By Larry Canning
I DON’T know about you, but as far as Masters tournaments go, I reckon that’s about as weird as it gets. And I guess entertaining in a strange twisted sought of way; If you like watching The Bathurst 1000 in case some poor bloke drives flips his car over an unsuspecting roo or you can’t stand the thought of missing the latest beauty pageant for fear of not catching the host attempting to apologise to an excited teenage model in front of millions of TV viewers, just after he’s realised he had whacked the crown on the wrong noggin.
It began on the very first green when Ernie Els forgot he wasn’t playing stableford. I’ve seen a lot of short putts missed in my day, usually by me, but all on one green like that? Never!
It wasn’t as if The Big Easy was having a bad day and just wanted to get off the course… he still had 71 holes to go. Well 35 anyway. You know you’ve had a lot of putts when you have to rely on the nearest official to count them up for you. The poor bloke clearly has the yips and his magnificent career will probably be cut short by that stupid decision handed down by the Royal and Arrogant Golf Club of St Andrews.
[quote]I reckon we should place all the officials responsible in a tinny[/quote]
Remember the banning of anyone who is physically forced to use the long putter, which these blokes decided was in the “best interest of the game”? I reckon we should place all the officials responsible in a tinny, float it out to the edge of Niagara Falls and ask them what they think of their “No Anchoring Rule” now.

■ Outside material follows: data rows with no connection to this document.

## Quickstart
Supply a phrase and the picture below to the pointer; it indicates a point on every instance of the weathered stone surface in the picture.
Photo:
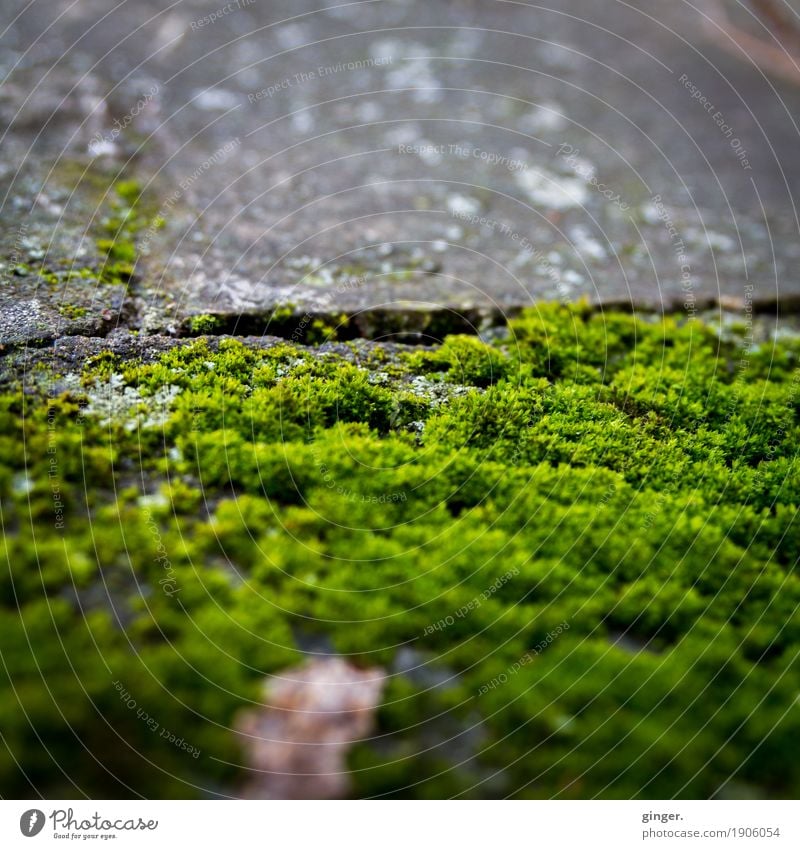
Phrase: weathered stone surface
(313, 714)
(401, 159)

I also struggled to watch Jason Day during his first round, get it 5 under in pursuit of his great rival Jordan Spieth only to lose his concentration and step over that finest of lines that changes Augusta National from a thing of absolute beauty to just plain bloody nasty. A bit like when I arrived home from the club a bit late and a fraction too happy one night, to find Sandra standing at the door with an anniversary present. I always manage to fight my way back though and it was great to see Jason do the same over the next two days.

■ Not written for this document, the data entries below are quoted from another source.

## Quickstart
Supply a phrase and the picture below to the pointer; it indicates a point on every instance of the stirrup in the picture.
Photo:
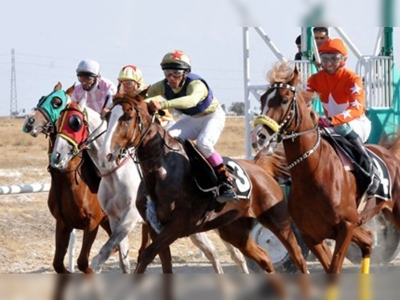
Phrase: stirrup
(226, 194)
(372, 189)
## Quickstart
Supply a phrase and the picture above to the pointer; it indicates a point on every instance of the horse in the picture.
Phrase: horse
(173, 205)
(325, 200)
(72, 198)
(82, 128)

Speaking of extreme adverse conditions, what about Billy Horschel’s experience on Saturdays third round?
Horschel successfully negotiated the water hazard on the par five 15th hole with a ripping long iron second shot which trickled just over the back left of the green in good position to make a birdie. The resulting chip finished a couple of meters past the hole leaving himself a rare prospect at Augusta; a straight uphill putt for a precious “bird”.
That was until it was his turn to putt and he replaced his ball after marking it. He and his loyal caddy were forced to watch as a strong gust of wind began moving his ball slowly towards the very same water hazard he had defeated with a brilliant second shot just minutes earlier. Sure enough, hovering over it coin in hand, waiting for it to stop, he could only watch as it trickled all the way back into the evil abyss. I’m not sure I’m in a good position to question a rule of golf in this particular column, but could this be another one in need of review?… Just saying.
Finally, watching the world’s best golfing advertisement, Jordan Spieth, going through that hell which was the 12 hole on Sunday was nothing short of excruciating. His tee shot was nothing we haven’t seen before on this scary little hole where the margin for error is about as broad as the smile on Sandra’s face that fateful night. The only thing more agonizing was watching Spieth going through the ritual of personally fitting the green jacket over Danny Willet’s shoulders.
As always, Jordan was classy and respectful but the look on his face wasn’t exactly one of jubilation for his colleague’s victory.
There is talk of the damage Jordan Spieth’s confidence will take as a result of this collapse but I have no doubt he will use his frustration and disappointment to make sure it never happens again. On the other side, if you’ve been watching Danny Willet’s career graph in Europe, it’s no real surprise he is now a major Champ.
As for poor old Ernie, I think he’d be the first bloke I’d call on to round up those R&A dudes and buy that tinny.